Author:
Frota de Almeida Marina Negrão,de Siqueira Mendes Fabíola de Carvalho Chaves,Gurgel Felício André Pinheiro,Falsoni Manoela,Ferreira de Andrade Márcia Lorena,Bento-Torres João,da Costa Vasconcelos Pedro Fernando,Perry Victor Hugh,Picanço-Diniz Cristovam Wanderley,Kronka Sosthenes Marcia Consentino
Abstract
Abstract
Background
Chewing imbalances are associated with neurodegeneration and are risk factors for senile dementia in humans and memory deficits in experimental animals. We investigated the impact of long-term reduced mastication on spatial memory in young, mature and aged female albino Swiss mice by stereological analysis of the laminar distribution of CA1 astrocytes. A soft diet (SD) was used to reduce mastication in the experimental group, whereas the control group was fed a hard diet (HD). Assays were performed in 3-, 6- and 18-month-old SD and HD mice.
Results
Eating a SD variably affected the number of astrocytes in the CA1 hippocampal field, and SD mice performed worse on water maze memory tests than HD mice.
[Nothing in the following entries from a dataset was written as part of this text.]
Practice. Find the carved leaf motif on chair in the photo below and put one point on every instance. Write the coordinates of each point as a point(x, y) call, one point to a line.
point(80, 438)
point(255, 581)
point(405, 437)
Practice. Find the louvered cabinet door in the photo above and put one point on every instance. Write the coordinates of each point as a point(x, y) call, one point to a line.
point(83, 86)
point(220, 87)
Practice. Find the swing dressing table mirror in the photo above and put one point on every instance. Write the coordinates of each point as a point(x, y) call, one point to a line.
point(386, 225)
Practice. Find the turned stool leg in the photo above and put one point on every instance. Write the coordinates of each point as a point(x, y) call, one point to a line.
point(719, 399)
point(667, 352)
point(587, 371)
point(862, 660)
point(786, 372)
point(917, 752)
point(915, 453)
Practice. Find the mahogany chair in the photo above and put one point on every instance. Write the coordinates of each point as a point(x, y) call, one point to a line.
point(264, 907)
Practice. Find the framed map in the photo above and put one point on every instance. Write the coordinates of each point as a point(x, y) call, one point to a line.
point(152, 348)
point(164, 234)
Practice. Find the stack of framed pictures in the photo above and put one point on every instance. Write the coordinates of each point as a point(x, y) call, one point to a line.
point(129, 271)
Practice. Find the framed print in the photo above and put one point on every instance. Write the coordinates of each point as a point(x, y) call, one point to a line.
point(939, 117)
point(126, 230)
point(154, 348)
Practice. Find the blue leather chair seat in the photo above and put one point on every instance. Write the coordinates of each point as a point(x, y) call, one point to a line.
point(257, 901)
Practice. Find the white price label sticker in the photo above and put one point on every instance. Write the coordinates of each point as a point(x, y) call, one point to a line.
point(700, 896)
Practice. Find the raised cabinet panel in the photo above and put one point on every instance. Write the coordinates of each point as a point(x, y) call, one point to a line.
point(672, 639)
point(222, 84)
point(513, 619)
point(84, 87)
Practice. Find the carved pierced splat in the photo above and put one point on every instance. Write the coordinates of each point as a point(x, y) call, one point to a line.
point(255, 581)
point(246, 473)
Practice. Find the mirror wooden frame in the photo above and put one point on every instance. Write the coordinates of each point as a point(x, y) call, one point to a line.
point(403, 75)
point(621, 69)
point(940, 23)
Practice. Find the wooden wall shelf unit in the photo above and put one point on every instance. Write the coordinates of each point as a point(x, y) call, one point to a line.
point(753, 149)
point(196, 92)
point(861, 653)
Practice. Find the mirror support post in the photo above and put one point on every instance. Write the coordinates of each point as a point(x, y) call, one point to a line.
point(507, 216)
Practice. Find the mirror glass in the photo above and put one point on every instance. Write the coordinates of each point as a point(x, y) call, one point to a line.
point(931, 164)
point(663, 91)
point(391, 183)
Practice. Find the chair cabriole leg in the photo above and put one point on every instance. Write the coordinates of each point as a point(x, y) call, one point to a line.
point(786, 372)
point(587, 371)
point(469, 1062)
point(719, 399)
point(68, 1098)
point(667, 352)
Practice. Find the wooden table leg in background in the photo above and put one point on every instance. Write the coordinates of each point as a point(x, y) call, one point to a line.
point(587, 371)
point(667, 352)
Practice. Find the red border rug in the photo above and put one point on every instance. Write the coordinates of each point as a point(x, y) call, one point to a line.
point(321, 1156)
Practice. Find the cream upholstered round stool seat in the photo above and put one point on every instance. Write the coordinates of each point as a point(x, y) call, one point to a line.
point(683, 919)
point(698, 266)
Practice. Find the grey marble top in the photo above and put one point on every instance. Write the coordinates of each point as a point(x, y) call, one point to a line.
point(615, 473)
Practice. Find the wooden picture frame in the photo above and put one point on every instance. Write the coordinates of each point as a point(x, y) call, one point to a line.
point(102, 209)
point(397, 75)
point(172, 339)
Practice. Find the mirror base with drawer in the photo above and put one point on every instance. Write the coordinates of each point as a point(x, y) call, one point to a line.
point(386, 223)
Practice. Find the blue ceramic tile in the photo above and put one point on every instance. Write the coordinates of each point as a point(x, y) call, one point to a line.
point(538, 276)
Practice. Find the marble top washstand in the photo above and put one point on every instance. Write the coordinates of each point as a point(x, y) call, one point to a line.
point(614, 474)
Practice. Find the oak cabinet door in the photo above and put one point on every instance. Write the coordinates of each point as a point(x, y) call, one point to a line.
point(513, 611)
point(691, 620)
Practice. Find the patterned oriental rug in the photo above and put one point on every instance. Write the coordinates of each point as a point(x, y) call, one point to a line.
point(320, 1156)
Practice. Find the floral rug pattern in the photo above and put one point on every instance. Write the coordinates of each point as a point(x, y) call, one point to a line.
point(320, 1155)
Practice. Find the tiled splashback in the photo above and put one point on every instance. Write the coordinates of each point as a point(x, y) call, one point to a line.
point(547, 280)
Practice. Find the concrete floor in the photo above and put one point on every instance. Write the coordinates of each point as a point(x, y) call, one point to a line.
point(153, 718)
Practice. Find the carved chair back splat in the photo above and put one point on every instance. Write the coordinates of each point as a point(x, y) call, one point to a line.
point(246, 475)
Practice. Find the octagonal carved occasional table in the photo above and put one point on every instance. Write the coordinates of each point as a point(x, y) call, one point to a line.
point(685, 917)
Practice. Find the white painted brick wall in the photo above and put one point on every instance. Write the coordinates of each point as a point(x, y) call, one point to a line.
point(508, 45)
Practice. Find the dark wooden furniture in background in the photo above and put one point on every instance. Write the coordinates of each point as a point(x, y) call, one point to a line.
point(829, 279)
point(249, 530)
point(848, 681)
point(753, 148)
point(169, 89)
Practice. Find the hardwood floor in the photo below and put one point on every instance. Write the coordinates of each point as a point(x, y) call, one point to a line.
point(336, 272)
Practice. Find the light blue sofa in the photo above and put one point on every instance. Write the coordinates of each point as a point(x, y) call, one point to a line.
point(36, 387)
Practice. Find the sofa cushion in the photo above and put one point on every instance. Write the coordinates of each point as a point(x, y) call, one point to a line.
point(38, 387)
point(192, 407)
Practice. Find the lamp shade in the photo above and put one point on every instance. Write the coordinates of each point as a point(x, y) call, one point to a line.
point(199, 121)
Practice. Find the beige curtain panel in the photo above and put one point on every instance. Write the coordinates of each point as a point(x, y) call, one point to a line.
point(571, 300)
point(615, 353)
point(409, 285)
Three-month-old mice in both groups could remember/find a hidden platform in the water maze. However, 6-month-old SD mice, but not HD mice, exhibited significant spatial memory dysfunction. Both SD and HD 18-month-old mice showed spatial memory decline. Older SD mice had astrocyte hyperplasia in the strata pyramidale and oriens compared to 6-month-old mice. Aging induced astrocyte hypoplasia at 18 months in the lacunosum-moleculare layer of HD mice.
Conclusions
Taken together, these results suggest that the impaired spatial learning and memory induced by masticatory deprivation and aging may be associated with altered astrocyte laminar distribution and number in the CA1 hippocampal field. The underlying molecular mechanisms are unknown and merit further investigation.
Publisher
Springer Science and Business Media LLC
Subject
Cellular and Molecular Neuroscience,General Neuroscience
Cited by
27 articles.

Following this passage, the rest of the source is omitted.